2016 has been a shitty year for musical deaths, but it’s also a year that holds much in the way of stellar resurrection. No pun intended.
Trashcan Sinatras begin a US tour tomorrow with Pledgers keen and eager to hear live versions of the excellent, slight change of direction new album they’ve been living with for a couple of weeks. Non-Pledgers have a few more weeks to bide their time before they can hear what all the fuss is about, but believe me, it’s worth the wait.
The ever-reliable Teenage Fanclub have a new LP due for imminent release. With fingers and toes crossed, I expect no less than three-part harmonies and all manner of chiming, fuzzing, clean-clanging vintage guitars.
Radiohead had the Internet and its granny in a big frothy lather last Sunday with their guerilla tactics when their new LP arrived virtually, welcomed with many open arms and followed by much over the top gushing praise. It’s a cracker of an album, maybe even album of the year. Each listen brings new things to the fore; subtleties, soundscapes rather than songs, much of the background electronica reminiscent of Brian Eno’s ‘Bloom‘ app. Seriously. I could listen to it for the next 4 months and still change my mind over which track is my favourite. Today it’s ‘Ful Stop‘. Tomorrow it’ll probably be ‘The Numbers‘. Or ‘Glass Eyes’. Or….
But The Stone Roses. Dear oh dear. Hopes were high. Not sky high. They’re the masters of the big letdown after all. I remember, pre internet days, turning gangs of lads away from the Our Price counter on Feb 14th 1992, the intended release date for the big ‘Love Spreads‘ comeback. The single (a magical comeback single, it must be said) finally crept out in November 1994.
Stone Roses – All For One
Stone Roses have only just gone and spectacularly pissed all over their legacy, submerged it totally in golden yellow effluence in fact, with a limp-wristed clunky identikit indie single that in the mid 90s would’ve struggled to find its way onto third place on a Seahorses CD single.
It’s rubbish.
Interestingly, it was premiered on also rubbish Radio 1, last relevant when Brown and co were casually throwing out spacedust-sprinkled pop nuggets with giddy abandon. Squire’s guitars do the clunk click every trip pseudo psychedelic riff. Guitar shop heroics that he should be well away from by now. He’s in his 50s, for crying out loud. Brown’s lyrics are laughable. “All for one and one for all. If we all hold hands we’ll make a wall.” Sweet baby Jesus. And Mary, mother of God. This is not the resurrection.

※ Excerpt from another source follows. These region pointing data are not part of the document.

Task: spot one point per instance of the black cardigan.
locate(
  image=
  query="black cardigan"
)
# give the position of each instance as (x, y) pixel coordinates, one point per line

For a band who once glided effortlessly above and beyond pop cool, this is a divebomber of quite catastrophic proportions. Even those folk who’ve been going nuts for it on social media – y’know, the folk who like all kinds of music, ‘Kasabian, Noel G, everything, really,” will surely be feeling a wee bit short changed by now.
Best thing about the comeback? That the band chose to pose for a photo with my car in the background. My old Astra is far more of a banger than the single. It, my friends, is a total car crash. Biggest musical death of 2016? Aye, Bowie and Prince were shockers. But The Stone Roses have just trumped ’em all.
This is a piss take, right?
No! Total let down of a single. It has forever tarnished their legacy.
It’s fucking woeful and incredibly sad
I can’t vouch for the other 3 bands you talk about as I’ve only got a few albums by Teenage Fanclub and The Bends by Radiohead but the second half of this is spot on. If anything its too generous!
I was 9 in 1989 so missed out but we were obsessed with them when they came back in 94/95. They were cool and smart and into all kinds of music and pointed me in the direction of Jimi Hendrix, Marvin Gaye, Sly & The Family Stone, CAN and the 60s jangle bands as well.
This does nothing for anyone, but I’m sure the new Roses fanboys will have convinced themselves that it’s the greatest thing ever by now.
Bad times!
I’m trying to convince myself that this single is the equivalent of Ali’s rope a dope start against Foreman. Look pathetic for a bit, wear the naysayers out and then give them a knockout album.
In other news from cloud cuckoo land, we have high hopes that the great ‘lost’ Love album Gethsemane is also on its way.
Cloud cuckoo land is a fine place to be.
It’s a long ways from great, but it hasn’t tarnished their legacy, if such a thing were even possible with one song. Repeating the chorus three times to start the song, and using an overused phrase, don’t help. With Squire’s two part solo and three minute duration, it sounds like an edit of a full single. I can’t hear Mani, and Reni’s drums are too trad rock. In the end, I think Leckie could mix it and make it sound like a proper roses track.